Whataday, whataday! I knew an old football coach who used to shout this before the start of every practice. Shouted with enthusiasm, it was still a pretty generic call to battle in my opinion. Until Monday.
Monday morning after work I grabbed about 4 hours of sleep before cutting the grass. Laid down for about an hour before the UPS guy woke me up (What can Brown do for daysleepers?). Then squats and lunges before meeting the locals for "Hawg trot", a run that begins and ends at a BBQ restaurant/bar. Nice little tempo run, although my stride is too inefficient and I usually have little aches/pains in my feet after these things. Went home, showered, then work. Got off at 6am and caught a 10 minute nap in the Great Plains Running Co. parking lot before Willie showed up, went to scout the trails for Rock Creek #2. I did a 6 or 7 mile jog before giving up the ghost and walking the rest of the way in. My paws were hurting enough by then to practice some visualization of being up all night, hurting, and still having miles to cover to finish. A slice of convenience store pizza and a shower before FINALLY getting back in the rack for some rest.
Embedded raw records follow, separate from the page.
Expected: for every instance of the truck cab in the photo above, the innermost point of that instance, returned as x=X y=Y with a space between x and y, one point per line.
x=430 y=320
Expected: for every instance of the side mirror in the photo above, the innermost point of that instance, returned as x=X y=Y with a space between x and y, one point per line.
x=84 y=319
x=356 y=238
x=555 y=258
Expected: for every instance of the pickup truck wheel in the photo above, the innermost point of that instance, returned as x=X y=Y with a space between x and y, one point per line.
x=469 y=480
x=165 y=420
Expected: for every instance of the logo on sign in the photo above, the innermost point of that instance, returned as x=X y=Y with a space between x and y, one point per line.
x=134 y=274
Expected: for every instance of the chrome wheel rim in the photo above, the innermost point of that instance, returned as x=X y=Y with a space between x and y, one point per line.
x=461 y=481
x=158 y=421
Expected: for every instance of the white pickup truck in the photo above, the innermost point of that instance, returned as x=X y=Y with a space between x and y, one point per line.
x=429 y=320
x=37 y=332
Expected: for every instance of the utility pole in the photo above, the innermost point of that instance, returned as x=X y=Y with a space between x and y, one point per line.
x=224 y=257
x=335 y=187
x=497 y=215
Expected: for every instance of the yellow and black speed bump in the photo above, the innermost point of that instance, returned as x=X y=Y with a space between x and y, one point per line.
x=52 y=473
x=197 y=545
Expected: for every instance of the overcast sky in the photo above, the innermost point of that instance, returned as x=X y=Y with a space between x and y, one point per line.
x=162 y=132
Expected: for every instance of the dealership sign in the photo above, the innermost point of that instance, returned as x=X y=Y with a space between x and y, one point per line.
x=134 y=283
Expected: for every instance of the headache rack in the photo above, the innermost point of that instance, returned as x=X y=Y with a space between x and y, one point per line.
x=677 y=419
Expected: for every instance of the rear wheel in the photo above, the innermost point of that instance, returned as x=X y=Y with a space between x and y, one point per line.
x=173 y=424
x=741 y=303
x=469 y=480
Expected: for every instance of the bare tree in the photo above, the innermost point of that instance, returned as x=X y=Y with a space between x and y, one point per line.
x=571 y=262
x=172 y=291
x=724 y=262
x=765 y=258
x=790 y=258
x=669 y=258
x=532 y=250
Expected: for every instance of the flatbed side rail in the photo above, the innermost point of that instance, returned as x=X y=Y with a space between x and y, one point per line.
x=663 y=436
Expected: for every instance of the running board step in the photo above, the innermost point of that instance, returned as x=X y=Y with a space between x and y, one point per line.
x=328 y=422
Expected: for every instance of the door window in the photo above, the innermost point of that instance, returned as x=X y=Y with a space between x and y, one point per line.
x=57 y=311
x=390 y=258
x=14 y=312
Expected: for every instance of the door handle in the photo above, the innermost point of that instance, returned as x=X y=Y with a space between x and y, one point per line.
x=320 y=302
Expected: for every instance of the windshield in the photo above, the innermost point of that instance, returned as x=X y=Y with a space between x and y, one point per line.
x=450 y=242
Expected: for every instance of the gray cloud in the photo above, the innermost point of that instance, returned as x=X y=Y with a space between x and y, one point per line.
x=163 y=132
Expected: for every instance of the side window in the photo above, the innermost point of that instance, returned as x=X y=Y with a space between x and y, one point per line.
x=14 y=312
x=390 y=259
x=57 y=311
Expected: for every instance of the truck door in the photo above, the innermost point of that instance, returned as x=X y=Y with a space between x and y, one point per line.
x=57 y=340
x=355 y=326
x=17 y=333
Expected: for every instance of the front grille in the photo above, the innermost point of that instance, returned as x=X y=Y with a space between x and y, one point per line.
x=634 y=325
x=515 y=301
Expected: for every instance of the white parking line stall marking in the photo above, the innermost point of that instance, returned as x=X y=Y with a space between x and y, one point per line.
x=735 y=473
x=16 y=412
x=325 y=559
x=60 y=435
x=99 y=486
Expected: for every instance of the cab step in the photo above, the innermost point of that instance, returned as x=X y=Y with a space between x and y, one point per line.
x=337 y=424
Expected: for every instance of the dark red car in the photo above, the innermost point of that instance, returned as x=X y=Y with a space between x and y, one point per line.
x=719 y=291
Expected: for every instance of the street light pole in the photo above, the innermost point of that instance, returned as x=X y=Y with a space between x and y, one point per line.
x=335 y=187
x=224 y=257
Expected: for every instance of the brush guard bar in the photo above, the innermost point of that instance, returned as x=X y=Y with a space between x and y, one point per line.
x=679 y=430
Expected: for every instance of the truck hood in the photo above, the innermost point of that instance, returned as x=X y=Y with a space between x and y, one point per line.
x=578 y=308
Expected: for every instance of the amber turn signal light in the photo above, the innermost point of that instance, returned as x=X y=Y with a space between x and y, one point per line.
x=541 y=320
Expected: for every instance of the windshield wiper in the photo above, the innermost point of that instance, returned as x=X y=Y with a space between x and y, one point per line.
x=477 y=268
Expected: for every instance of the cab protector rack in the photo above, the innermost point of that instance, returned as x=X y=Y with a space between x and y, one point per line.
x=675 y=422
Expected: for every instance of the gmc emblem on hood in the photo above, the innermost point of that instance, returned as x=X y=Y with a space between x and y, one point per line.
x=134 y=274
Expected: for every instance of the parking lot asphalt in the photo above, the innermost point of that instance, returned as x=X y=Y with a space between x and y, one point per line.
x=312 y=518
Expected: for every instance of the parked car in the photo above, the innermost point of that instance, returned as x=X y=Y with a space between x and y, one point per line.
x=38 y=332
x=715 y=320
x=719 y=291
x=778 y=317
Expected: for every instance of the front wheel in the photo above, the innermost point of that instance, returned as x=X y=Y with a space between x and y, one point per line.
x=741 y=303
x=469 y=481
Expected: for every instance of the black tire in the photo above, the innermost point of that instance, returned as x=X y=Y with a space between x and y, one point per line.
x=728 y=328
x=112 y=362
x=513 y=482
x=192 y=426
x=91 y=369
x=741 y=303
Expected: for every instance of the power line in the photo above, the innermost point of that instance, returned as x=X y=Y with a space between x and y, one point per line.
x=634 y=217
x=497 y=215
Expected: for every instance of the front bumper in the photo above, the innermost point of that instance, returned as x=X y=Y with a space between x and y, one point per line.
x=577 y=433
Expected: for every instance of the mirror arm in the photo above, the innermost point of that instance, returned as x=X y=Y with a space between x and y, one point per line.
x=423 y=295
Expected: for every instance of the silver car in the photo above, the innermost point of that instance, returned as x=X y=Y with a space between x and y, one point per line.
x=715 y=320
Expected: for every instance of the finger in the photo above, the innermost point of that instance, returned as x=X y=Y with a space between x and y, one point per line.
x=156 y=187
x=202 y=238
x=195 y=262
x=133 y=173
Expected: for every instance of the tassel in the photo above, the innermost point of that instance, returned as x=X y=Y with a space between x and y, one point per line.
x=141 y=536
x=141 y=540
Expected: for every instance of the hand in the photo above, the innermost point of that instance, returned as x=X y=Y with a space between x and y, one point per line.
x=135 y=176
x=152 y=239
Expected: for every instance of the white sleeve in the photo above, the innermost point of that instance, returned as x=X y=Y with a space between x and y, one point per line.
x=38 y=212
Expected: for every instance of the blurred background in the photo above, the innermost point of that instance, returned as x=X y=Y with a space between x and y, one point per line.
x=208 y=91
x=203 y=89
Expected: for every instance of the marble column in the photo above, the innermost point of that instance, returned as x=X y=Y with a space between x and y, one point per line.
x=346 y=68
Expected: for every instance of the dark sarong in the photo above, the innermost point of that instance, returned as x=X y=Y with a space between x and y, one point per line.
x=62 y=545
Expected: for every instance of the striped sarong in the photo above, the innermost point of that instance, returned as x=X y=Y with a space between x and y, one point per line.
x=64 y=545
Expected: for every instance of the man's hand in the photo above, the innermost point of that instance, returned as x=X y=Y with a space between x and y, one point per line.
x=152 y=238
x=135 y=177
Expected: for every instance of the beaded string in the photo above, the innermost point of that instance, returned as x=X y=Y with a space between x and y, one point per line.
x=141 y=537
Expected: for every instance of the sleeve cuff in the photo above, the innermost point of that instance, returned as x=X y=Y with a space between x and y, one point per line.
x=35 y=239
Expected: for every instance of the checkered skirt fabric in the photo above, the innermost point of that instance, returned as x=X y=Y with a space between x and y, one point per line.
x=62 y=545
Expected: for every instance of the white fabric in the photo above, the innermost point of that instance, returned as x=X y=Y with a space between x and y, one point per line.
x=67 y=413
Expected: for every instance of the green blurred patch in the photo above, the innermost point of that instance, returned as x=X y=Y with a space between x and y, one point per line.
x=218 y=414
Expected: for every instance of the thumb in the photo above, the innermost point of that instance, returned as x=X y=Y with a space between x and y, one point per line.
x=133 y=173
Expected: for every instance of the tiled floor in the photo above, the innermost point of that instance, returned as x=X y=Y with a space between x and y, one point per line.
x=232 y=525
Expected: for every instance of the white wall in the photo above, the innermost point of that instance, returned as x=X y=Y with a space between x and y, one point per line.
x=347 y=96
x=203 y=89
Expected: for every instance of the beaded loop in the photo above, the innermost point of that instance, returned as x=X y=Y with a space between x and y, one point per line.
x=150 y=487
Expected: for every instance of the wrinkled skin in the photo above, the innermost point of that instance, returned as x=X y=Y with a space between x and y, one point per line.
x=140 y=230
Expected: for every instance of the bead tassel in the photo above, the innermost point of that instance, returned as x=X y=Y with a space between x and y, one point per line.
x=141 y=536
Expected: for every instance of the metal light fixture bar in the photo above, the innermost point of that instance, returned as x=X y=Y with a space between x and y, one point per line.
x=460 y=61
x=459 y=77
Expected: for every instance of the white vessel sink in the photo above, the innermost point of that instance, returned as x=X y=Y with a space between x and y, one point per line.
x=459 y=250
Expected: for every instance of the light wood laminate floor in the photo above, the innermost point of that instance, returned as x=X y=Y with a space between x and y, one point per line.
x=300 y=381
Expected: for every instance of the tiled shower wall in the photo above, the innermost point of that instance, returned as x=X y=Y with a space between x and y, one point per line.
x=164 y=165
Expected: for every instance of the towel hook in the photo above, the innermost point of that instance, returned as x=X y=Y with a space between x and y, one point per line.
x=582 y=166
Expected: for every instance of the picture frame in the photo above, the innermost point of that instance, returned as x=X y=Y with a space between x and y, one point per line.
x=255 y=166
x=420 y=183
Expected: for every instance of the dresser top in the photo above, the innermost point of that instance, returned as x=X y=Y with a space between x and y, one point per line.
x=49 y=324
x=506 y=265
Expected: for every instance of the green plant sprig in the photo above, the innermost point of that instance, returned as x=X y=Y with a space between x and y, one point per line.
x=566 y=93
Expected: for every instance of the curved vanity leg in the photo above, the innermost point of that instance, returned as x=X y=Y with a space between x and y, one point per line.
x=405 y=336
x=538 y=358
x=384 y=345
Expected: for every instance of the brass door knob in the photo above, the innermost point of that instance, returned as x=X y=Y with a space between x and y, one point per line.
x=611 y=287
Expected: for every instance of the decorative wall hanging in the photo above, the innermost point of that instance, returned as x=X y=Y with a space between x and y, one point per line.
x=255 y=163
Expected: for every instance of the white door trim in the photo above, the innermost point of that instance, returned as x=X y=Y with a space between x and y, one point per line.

WHATADAY, indeed!
Mileage-wise I'm a little behind schedule for the week, but rest and recovery for the foot will have to be keys for the next ten days leading up to Berryman. I'll pour on the low weight/high reps in the gym for two more days this week and nurse the foot as best I can. Mentally, I find great inspiration in what I know from my peers. It wasn't that long ago that Christy Craig was fighting knee trouble, only to spank 40 miles at Free State. Willie has a foot story courtesy of the Mother Road 100, but has refused to let that keep him from doing the things he wanted to do. Colleen was technically dead with a cold for a month before Rocky Raccoon. Gary has been training for Leadville with Colorado beer.
Bottom line: thanks for the inspiration. I learn enough from ya'll to keep stumbling through this thing we do.
Stuff that means absolutely nothing, in no particular order:
Berryman 50 less than two weeks away. Running around 45 miles this week with a couple weight sessions thrown in, then 6 day taper. I like to start "food tapering" about ten days out, very clean diet, then slow life down to a crawl and severely reduce mileage about a week out, seems to work ok for me.
Thinking in the shower today what a neat thing it would be to have the "runner craze" really take over this area. Picture businesses that have the following voicemail message: "On Wednesdays, expect increased volume as Lawrence Trail Hawks have post-run meetings at our restaurant."
Or a sign: "This store closes at 5pm on Mondays to allow our employees to attend the 'Hawg Trotter' run on the Shunga trail."
Please send up a prayer for GH, who has a drinking problem.
Coffee is good.
Pumped about Rock Creek Trail Series #2 this weekend. Yours truly will be out there somewhere watching all of you get a good sweat on. I like to watch other people exercise, it makes me feel healthy!
Salomon XA Pro Ultra update: ran 40 miles on these puppies nearly out of the box last weekend...good shoe.